Celui-ci observe, titube, s’immisce dans la relation des personnages de légende autant que le spectateur le guette et observe chacune de ses réactions.On aurait aimé plus de dialogue entre l’observateur moderne et les personnages de légende. Ou l’impuissance du personnage nous donne l’envie d’entamer le dialogue à sa place.

Ainsi, si le metteur en scène a fait sa propre traduction des textes de Racine, Ovide, Sénèque et de Dante, le silence se trouve tout de même bien assis, entrecoupé de murmures, voix inaudibles, mâchouillées ou de bribes de conversation.

Du reste la mise en scène est tout à fait excellente, sur ce décor très sobre, les personnages se plaignent, se bousculent, souffrent. La voix off est absolument irrésistible, tout comme le bruit des pas dans la boue ou sur la neige est lui aussi mis en exergue avec ingéniosité.

Quelques informations sur le metteur en scène

Depuis quelques années, Jérémie Niel occupe une place à part dans le paysage théâtral québécois.

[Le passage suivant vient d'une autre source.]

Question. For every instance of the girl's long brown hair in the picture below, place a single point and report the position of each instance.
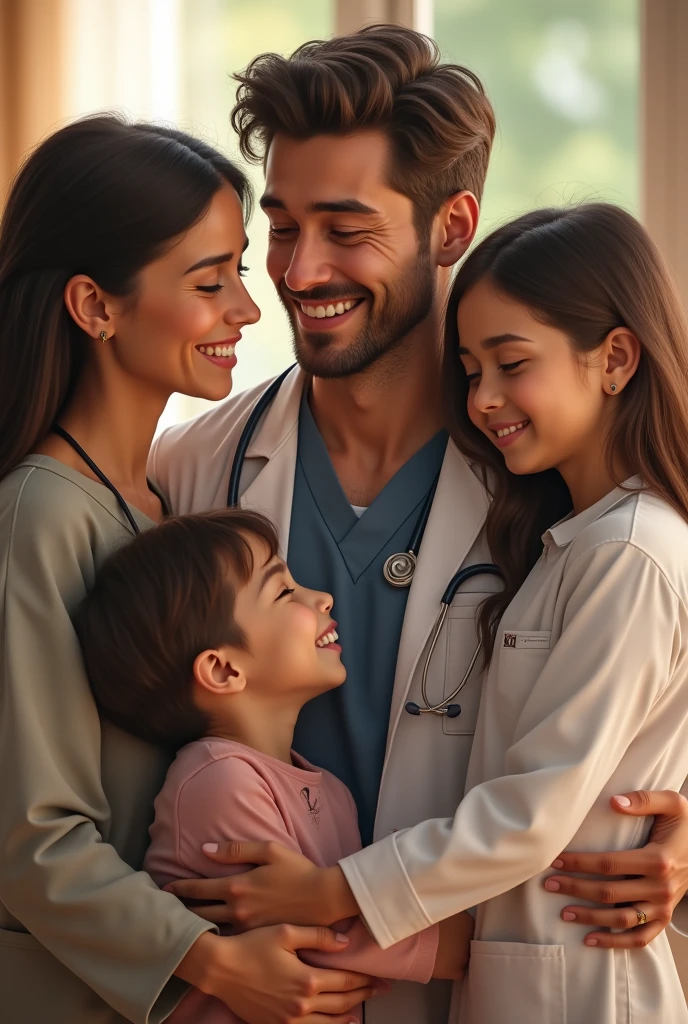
(586, 271)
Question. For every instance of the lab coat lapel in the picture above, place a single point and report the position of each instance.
(270, 460)
(457, 517)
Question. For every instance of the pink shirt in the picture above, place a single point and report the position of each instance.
(218, 790)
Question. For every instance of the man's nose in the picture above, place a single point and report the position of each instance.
(307, 267)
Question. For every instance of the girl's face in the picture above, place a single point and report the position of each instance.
(530, 392)
(190, 305)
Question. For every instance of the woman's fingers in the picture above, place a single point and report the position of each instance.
(608, 890)
(621, 918)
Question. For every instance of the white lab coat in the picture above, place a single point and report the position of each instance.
(426, 759)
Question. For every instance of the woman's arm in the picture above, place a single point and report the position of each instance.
(106, 923)
(613, 660)
(228, 800)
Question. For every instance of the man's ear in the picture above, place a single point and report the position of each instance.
(455, 227)
(219, 671)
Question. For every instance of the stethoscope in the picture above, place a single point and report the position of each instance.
(398, 568)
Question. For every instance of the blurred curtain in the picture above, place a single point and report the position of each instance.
(32, 53)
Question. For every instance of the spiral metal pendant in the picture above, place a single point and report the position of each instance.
(398, 569)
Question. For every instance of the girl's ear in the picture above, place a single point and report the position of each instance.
(620, 357)
(218, 672)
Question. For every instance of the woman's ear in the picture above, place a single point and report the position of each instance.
(620, 358)
(218, 672)
(88, 306)
(455, 228)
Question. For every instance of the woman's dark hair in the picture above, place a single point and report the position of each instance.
(585, 270)
(158, 602)
(101, 197)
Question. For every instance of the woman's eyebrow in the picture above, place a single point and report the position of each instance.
(210, 261)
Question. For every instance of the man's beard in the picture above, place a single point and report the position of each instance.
(407, 302)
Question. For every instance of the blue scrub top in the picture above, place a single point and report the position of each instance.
(331, 549)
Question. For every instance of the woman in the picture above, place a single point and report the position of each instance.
(120, 283)
(567, 369)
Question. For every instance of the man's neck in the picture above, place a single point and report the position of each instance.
(372, 423)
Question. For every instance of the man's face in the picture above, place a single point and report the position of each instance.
(343, 252)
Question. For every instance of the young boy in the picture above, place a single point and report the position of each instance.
(196, 634)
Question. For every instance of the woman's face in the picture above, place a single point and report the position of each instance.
(190, 305)
(529, 391)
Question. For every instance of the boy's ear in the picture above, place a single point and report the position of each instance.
(219, 671)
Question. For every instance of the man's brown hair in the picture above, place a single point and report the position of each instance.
(384, 78)
(157, 603)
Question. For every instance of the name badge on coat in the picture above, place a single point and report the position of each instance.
(526, 640)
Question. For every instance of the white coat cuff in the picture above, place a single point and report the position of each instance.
(383, 891)
(680, 918)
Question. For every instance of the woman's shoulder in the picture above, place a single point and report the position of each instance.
(41, 500)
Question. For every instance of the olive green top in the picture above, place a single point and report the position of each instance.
(85, 936)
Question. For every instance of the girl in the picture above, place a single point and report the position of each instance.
(567, 368)
(120, 283)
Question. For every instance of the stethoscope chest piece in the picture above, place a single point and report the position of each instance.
(398, 568)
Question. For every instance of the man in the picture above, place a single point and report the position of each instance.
(375, 162)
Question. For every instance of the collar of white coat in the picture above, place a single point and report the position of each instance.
(568, 528)
(281, 418)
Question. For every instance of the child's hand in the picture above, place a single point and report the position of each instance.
(285, 887)
(454, 948)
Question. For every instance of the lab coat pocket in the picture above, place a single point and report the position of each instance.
(462, 639)
(513, 982)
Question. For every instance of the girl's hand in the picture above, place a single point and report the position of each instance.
(287, 887)
(261, 979)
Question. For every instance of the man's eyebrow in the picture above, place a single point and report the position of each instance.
(498, 339)
(273, 569)
(211, 261)
(269, 202)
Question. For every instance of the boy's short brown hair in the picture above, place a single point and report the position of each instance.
(383, 78)
(157, 603)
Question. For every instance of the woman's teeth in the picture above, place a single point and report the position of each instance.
(320, 311)
(222, 350)
(328, 638)
(512, 429)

Le brillant auteur et metteur en scène, qui a suivi une formation au Conservatoire d’art dramatique de Montréal (2002-2003), a fondé en 2005 sa propre compagnie de production artistique : Pétrus.

Au sein de cette structure souple et au fil de la création d’œuvres scéniques saisissantes, il poursuit une rigoureuse démarche d’exploration formelle où est convoquée la sensorialité du spectateur. Sculptant la pénombre, déployant, dans une temporalité dilatée, de saisissants paysages sonores transpercés de silence, il fait de chaque pièce un univers hypnotique, nimbé d’une douce étrangeté. Poète de la réalité décalée, décentrée, il s’attache à révéler, en sondant l’envers des mots, les zones d’ambiguïté et d’incertitude de la psyché humaine.

Plusieurs des productions qu’il a signées ont suscité ici un vif intérêt. Parmi celles-ci, se démarquent deux déstabilisants diptyques : Son visage soudain exprimant de l’intérêt, d’après des textes de Franz Xaver Kroetz et de Philippe Ducros (2007), et Tentatives, qu’il a écrit et mis en scène (2009). Récemment, il livrait une envoûtante adaptation du roman La concordance des temps d’Evelyne de la Chenelière (2013), récit vertigineux d’une impossible fusion amoureuse. Il est de retour cette année au FTA, quatre ans après y avoir présentéCendres, d’après un roman d’Atiq Rahimi (2010), un spectacle à la poésie âpre, tissé de silence et d’indicible.

Le spectacle sera également joué dans le cadre du FTA les 26, 27 et 28 mai prochains.